Nah, it will never be for sale … it was donated to help others, so that’s what it will do :slight_smile:

And yes, I’d say with a fair degree of certainty, the uncertainty principal is at work here :o … but it’s impossible to be sure.

[EDIT]

Question … were OpenOffice and Sylpheed still open when it started playing up in Firefox ?

Oh dear oh dear this is getting to be rather embarrasing!

With touchpad tapping enabled I have spent about an hour and a half with Sylpheed, Open Office and Mozilla all open, hammering away, going from program to program trying to reproduce the fault but to no effect. All that happened was that Mozilla screen momentarily went all stripey and filled with 45 degree lines (but I don’t want to go there!)

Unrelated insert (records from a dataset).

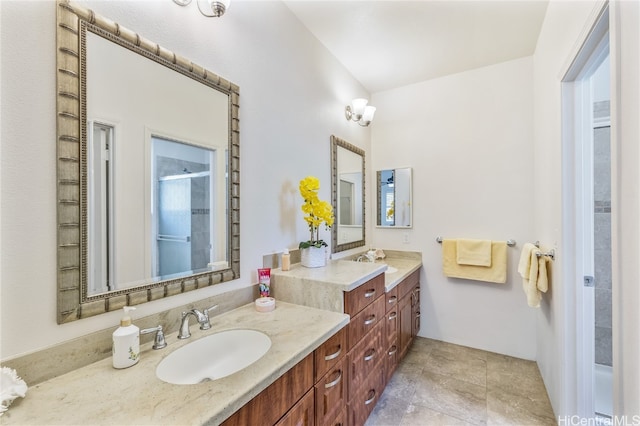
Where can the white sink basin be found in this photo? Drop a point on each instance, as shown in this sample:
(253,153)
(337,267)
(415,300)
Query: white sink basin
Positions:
(213,357)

Then I googled: acer enable tapping

Well, I have large hands and as a two finger typist maybe I am a bit sloppy

So, with tapping enabled and a setting about a third from the left, I then purposely allowed my fingers to brush over the touchpad, and YES - up came the fault! At one point the cursor even jumped to the ‘To’ box in Sylpheed.

So maybe that explains it on the Acer - my large hands and sloppy typing!

Certainly it has been much more difficult to bring the fault up on the Acer, whereas on the CnM (where it is a well documented fault) It is to do with the kernel and comes up all the time.

So, thank you Mark for your insight - I have now disabled tapping and get along fine. Sorry to have taken up so much of your time. But (again) thanks for all your work on Mozilla and Flash - as I said before - you have saved this Acer from going to landfill… (and pleased my wife with getting iPlayer back - so that is no mean feat!)

Maybe that’s why I was having trouble reproducing the problem … smaller fingers :slight_smile:

Luckily I noticed the cursor jump when I accidentally hit the touchpad with my thumb … I’ve obviously got more of a thumb issue going on :wink:

Coming back to this subject…

  1. Still using Linpus (because I like the fast start up). But I have continued to have irregular cursor jumps when typing moderately fast. I wonder if this is related to the fact that the Touchpad ‘enable tapping’ option seems to get set ‘ON’ every start up. (Any ideas how to turn it OFF permanently?)

  2. I bought another AA1 / ZG5 on eBay to experiment with varieties of Linux. But it has Windows 7 installed so I decided to give it a whirl. To my surprise the cursor jumping is far worse that under Linpus - I cannot type a line without the cursor jumping to some previous place!

I cannot imagine that there is much common code between Linpus and Win 7. Does this point to something in the Kernel or BIOS?

Later additions…

  1. Googling: Windows 7 disable tapping
    shows this is a MEGA problem - not just for the AA1

  2. Neat solution for Windows users - TouchFreeze is a brilliant little app that solves this problem. It disables the touchpad temporarily the moment a keystroke is pressed and enables it back when the typing is stopped.

If only there was something like this for Linux!